Chapter 1: | The Traditional Story, the Revisionist Story, and the Story |
He made sure that the Queen’s long-term chief advisor, the all-powerful Lord Burghley, heard this news. Implicated with the witches was a servant at the palace, one Robert Doughtie, who had fled the scene and been sighted in London. Carey asked that he be given the power to arrest and interrogate Doughtie. But nobody went after Doughtie.
And nothing more is ever heard about any investigation into the death of the fifth earl of Derby. Amongst Tudor historians, only one, John Stow, the government’s semiofficial chronicler, bought into the murder-by-witchcraft theory—or said he did. The rest, led by the great William Camden, believed that the earl had died of poisoning, and their consensus opinion was that the Jesuits were responsible. Most of the people in England agreed—and they remained, according to several contemporary sources, outraged. By the time James came to the throne in 1603, nine years later, the entire matter had apparently been forgotten.

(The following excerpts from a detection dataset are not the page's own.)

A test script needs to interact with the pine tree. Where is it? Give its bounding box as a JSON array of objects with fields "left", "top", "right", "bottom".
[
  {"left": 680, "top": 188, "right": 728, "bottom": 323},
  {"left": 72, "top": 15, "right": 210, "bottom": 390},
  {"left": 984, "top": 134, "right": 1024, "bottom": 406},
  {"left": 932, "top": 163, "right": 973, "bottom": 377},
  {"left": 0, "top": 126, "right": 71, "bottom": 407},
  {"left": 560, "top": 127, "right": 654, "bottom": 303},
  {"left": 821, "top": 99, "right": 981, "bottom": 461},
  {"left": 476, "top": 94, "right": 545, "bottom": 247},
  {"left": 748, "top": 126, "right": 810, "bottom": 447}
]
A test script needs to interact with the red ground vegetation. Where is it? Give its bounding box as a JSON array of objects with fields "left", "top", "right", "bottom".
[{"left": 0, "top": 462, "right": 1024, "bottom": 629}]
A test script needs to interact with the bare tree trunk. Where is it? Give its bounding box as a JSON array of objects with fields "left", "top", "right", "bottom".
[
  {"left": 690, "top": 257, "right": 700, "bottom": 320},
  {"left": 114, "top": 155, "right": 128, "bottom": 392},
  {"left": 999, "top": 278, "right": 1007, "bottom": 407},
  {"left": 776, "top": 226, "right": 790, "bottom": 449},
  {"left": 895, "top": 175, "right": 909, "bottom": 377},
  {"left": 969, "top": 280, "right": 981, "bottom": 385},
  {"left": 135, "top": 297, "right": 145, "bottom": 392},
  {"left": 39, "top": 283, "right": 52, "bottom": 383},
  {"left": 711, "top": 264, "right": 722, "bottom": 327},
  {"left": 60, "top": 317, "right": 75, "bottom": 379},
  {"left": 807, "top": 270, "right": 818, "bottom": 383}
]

In the end, nothing even remained of the glorious palace called Lathom Hall. Upon Oliver Cromwell’s victory, the Puritans burned it to the ground in their ascetic fury, and with hammers and anything else they could find at hand, they smashed every decadent, idolatrous “icon” therein—that is to say, everything, with not a wrack left behind.
Revisionist
The second, rivalrous version of the story is that put forth by the Jesuit historians and their followers, starting with the well-known (to scholars) 1962–1963 essay by Christopher Devlin, “The Earl and the Alchemist.” Most influential accounts since that time, Jesuit and non-Jesuit, have depended in whole or in part upon this essay. Their argument can be briefly summarized in one sentence: The Jesuits abroad did not send Hesketh to offer the crown to the Derby earl, and neither the Jesuits abroad nor the Catholics in Lancashire had anything to do with his death.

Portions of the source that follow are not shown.